This sort of complex behavior belongs in the territory of AI programming techniques, so it's no coincidence that I first heard of TTAs from a compiler writer at a workshop for functional-language developers.
The Future of TTA
The team at Delft has produced an experimental 32-bit integer TTA processor with eight function units and four buses, called MOVE32INT. Even implemented in a conservative 2-micron process, MOVE32INT runs at 80 MHz, and benchmarking suggests that it's between 25 percent to 50 percent faster than a superscalar OTA with equivalent FUs.
However, speed is not the only
consideration, and many of the same objections leveled at VLIW also apply to TTA designs.
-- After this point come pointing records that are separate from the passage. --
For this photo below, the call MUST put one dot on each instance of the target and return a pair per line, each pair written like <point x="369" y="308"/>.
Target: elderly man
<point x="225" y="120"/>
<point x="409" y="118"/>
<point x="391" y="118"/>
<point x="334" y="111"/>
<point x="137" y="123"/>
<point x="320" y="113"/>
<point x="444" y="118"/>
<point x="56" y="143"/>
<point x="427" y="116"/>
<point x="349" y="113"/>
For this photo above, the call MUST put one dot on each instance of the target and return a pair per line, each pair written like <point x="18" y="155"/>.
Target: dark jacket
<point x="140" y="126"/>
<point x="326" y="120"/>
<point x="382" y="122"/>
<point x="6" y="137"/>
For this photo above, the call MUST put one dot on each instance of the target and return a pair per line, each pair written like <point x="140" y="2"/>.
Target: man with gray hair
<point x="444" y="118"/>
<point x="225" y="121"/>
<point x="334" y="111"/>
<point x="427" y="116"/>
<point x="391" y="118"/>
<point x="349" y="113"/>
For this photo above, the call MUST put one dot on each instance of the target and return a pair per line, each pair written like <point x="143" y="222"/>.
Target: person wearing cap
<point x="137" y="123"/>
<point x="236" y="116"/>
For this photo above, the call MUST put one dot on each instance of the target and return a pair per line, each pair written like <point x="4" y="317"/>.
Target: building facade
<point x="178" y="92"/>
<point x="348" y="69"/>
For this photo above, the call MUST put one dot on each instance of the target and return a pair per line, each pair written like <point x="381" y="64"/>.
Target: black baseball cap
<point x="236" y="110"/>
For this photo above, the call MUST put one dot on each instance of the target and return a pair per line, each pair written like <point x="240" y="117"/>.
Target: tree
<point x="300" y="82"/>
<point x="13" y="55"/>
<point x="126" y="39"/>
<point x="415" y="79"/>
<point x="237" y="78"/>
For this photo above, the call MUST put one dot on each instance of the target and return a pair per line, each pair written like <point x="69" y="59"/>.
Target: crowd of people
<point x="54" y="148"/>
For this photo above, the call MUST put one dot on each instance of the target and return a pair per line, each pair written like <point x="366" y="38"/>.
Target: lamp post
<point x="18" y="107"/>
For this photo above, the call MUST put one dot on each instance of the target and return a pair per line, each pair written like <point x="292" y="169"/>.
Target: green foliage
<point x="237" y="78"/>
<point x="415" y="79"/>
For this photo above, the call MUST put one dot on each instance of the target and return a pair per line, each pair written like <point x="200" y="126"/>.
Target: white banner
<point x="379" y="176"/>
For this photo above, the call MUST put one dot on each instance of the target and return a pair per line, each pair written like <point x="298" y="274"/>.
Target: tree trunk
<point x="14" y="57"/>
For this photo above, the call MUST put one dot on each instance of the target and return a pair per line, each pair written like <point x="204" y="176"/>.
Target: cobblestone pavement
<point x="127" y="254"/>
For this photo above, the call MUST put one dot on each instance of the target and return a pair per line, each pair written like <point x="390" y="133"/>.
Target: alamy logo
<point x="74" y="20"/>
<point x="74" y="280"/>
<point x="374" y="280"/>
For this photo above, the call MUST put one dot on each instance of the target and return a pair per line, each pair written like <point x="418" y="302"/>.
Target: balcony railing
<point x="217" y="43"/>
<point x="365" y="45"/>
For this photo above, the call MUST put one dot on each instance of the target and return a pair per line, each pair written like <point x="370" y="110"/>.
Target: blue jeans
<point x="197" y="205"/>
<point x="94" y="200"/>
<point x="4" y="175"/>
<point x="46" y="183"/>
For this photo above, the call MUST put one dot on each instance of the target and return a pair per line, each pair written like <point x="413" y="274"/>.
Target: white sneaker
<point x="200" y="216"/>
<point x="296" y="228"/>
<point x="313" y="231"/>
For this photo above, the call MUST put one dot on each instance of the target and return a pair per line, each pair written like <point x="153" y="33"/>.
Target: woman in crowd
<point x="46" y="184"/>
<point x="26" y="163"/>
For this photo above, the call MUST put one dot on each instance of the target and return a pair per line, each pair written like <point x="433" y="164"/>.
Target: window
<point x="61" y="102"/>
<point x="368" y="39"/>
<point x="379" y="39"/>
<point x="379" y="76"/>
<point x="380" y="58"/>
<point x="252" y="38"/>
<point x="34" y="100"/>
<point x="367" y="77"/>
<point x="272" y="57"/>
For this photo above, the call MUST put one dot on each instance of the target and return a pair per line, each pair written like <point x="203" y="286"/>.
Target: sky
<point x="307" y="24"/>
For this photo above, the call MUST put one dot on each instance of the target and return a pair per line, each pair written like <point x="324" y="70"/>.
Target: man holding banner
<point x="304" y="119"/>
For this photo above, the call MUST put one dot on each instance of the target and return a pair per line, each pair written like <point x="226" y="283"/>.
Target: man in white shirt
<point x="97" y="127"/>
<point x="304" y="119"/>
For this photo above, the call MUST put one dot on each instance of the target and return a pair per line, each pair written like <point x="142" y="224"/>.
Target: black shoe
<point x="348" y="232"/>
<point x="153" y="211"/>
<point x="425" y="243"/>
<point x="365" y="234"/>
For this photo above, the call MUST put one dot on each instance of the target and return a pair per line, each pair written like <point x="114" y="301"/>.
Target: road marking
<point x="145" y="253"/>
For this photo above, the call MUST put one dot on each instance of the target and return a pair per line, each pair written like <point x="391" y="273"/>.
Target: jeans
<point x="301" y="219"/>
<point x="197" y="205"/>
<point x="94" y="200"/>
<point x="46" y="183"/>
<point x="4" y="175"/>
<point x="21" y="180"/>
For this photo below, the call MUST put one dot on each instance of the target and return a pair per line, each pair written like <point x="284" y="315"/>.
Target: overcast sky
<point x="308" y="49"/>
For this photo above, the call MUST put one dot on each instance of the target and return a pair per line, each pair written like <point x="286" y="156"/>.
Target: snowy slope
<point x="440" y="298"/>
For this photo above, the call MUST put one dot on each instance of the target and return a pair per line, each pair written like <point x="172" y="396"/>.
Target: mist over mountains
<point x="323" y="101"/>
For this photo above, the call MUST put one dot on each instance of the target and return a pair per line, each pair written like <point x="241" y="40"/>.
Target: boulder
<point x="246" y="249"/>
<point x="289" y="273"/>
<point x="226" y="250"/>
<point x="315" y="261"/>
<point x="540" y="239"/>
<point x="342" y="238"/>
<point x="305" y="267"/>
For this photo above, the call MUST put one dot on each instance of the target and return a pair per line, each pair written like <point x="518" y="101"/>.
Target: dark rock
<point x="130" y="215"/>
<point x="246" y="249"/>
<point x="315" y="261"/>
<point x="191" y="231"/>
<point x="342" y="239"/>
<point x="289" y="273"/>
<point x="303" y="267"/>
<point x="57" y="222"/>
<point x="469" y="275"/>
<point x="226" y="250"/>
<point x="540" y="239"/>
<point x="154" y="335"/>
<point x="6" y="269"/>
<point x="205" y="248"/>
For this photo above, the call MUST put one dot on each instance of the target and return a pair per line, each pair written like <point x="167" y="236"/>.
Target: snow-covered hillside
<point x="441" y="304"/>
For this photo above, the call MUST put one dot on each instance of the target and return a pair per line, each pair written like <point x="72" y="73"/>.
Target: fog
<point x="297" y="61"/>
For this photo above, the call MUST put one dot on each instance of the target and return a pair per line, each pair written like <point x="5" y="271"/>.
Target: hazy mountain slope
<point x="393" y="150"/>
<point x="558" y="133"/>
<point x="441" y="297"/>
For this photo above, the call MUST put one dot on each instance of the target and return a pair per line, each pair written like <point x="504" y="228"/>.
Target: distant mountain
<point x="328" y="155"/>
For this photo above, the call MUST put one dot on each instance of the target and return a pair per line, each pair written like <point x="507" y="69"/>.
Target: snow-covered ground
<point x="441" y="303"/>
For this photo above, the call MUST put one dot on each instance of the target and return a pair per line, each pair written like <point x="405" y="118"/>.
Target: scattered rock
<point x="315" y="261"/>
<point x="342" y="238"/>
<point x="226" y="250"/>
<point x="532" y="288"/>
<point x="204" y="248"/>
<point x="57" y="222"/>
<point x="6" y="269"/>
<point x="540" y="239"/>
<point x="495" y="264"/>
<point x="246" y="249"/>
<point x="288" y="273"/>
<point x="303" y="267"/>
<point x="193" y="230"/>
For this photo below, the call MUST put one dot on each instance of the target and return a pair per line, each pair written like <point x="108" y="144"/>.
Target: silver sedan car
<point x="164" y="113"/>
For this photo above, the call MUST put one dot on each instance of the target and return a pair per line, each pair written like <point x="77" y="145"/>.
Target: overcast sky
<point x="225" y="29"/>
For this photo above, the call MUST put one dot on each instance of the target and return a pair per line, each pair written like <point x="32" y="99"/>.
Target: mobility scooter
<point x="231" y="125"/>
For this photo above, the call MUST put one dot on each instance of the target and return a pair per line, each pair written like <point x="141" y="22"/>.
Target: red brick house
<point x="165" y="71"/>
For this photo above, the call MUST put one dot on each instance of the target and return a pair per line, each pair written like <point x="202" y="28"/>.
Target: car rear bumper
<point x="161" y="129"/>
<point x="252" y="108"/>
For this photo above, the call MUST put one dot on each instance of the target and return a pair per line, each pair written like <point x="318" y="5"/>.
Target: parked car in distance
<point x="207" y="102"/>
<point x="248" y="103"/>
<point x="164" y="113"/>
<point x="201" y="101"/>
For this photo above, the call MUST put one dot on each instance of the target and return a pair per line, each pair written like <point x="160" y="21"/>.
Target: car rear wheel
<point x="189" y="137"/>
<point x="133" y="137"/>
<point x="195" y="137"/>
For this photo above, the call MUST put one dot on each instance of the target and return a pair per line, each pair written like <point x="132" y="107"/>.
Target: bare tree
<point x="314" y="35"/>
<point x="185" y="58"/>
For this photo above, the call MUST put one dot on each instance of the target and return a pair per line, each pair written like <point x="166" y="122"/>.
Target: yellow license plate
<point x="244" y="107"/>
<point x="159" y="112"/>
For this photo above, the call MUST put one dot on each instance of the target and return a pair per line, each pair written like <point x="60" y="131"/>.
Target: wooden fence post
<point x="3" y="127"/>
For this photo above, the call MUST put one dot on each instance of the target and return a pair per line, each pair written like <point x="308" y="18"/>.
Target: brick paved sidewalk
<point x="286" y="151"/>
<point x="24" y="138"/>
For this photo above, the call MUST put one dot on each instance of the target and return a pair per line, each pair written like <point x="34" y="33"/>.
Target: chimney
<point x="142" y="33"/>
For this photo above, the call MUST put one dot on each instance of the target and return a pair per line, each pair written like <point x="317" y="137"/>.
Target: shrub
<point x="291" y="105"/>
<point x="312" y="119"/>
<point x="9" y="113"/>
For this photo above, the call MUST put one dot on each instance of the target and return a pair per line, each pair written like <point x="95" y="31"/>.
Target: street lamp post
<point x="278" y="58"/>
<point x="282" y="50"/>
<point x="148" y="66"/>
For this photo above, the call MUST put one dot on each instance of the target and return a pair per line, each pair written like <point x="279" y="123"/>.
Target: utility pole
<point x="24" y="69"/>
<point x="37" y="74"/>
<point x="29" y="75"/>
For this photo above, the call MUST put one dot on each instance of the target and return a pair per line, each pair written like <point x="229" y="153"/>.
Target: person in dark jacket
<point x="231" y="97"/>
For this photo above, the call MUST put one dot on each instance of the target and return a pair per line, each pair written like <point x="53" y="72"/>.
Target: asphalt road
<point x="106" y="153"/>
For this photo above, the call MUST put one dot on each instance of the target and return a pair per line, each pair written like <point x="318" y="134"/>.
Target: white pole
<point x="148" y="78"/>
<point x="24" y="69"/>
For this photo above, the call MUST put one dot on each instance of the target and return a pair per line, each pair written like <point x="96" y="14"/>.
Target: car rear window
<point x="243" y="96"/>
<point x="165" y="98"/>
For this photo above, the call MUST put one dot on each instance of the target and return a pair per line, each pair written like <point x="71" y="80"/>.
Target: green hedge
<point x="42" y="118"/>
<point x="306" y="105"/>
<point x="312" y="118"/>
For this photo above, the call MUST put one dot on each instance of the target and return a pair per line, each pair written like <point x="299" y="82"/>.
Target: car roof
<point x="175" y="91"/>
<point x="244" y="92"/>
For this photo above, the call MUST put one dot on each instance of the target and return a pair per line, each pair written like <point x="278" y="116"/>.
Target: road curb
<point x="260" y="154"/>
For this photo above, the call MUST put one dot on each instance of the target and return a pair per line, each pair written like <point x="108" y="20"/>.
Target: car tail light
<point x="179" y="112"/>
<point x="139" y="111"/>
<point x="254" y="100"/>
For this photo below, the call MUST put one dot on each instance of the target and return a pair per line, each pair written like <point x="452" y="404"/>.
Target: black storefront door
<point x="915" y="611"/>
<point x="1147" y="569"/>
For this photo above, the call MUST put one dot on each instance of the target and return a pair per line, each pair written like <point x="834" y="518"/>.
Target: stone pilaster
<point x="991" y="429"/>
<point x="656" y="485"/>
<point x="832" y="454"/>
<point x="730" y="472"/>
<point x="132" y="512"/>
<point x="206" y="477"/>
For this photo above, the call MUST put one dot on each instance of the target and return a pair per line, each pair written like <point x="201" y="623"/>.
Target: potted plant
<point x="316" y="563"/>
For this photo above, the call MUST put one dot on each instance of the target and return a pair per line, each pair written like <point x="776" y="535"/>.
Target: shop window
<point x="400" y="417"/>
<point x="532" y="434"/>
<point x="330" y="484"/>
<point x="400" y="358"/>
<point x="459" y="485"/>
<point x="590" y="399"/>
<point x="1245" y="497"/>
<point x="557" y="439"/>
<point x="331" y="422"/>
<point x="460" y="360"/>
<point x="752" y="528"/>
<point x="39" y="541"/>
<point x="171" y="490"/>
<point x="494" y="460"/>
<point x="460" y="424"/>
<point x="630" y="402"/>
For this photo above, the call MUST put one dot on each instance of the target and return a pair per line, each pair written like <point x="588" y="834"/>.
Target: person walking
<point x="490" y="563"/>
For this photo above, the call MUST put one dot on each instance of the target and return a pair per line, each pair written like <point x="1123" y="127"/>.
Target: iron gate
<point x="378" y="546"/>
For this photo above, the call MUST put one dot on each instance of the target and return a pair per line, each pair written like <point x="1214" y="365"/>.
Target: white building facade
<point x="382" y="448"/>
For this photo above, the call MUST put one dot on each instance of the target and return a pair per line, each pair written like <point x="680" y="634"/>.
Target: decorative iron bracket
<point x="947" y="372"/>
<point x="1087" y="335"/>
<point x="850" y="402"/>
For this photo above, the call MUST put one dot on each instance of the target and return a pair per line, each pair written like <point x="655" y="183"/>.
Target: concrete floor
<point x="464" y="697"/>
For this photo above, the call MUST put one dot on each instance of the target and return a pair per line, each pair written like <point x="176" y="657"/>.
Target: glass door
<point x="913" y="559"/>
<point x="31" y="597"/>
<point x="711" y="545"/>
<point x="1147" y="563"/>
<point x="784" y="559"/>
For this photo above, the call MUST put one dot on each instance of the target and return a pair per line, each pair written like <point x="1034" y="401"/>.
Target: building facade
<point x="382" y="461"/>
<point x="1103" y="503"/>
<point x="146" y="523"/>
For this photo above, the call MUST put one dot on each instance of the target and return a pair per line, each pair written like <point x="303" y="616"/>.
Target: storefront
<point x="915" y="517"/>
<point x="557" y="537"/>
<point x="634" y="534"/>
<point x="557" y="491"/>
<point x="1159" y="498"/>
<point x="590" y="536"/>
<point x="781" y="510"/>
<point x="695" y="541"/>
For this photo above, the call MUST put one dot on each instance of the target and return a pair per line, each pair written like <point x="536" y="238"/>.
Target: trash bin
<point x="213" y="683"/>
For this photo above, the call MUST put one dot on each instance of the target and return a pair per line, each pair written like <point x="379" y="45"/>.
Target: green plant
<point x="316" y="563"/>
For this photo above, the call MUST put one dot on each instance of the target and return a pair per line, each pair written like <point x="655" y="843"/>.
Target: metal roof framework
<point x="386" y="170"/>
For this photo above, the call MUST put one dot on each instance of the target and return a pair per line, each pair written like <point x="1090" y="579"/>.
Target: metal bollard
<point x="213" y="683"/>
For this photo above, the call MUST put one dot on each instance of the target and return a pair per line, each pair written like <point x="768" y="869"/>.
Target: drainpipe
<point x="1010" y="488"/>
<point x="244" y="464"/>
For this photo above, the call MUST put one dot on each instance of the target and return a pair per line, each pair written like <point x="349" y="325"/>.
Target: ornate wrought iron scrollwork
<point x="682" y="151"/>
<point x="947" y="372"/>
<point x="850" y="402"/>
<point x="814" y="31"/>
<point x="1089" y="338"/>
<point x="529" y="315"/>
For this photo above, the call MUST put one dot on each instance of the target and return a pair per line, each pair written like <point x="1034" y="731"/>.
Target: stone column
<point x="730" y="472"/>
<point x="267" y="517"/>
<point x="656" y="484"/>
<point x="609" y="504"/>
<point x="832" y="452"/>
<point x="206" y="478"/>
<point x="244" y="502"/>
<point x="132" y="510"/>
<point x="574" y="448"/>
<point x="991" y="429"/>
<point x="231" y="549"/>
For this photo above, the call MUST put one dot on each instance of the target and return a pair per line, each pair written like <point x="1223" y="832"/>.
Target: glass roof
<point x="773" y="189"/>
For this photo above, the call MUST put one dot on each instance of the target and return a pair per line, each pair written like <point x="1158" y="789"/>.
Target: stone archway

Principally, it's hard to preserve binary-code compatibility between successive processor generations because the code is so intimately tied to the hardware. MOVE32INT is actually part of ongoing research into the automatic generation of ASIC (application-specific IC) layouts from software specifications, and was never intended as a general-purpose CPU.
Nevertheless, it's known that Intel and H-P have both done research into TTAs, and that one of the Delft team, Dr. J. M. Mulder, now works at Intel on the P7 project, so it's not inconceivable that some TTA ideas might find their way into the joint Intel/H-P VLIW products.
illustration_link (7 Kbytes)
A TTA processor consists of wholly independent FUs connected by a transport network. Scheduling moves
between units becomes a job for the compiler, not for hardware.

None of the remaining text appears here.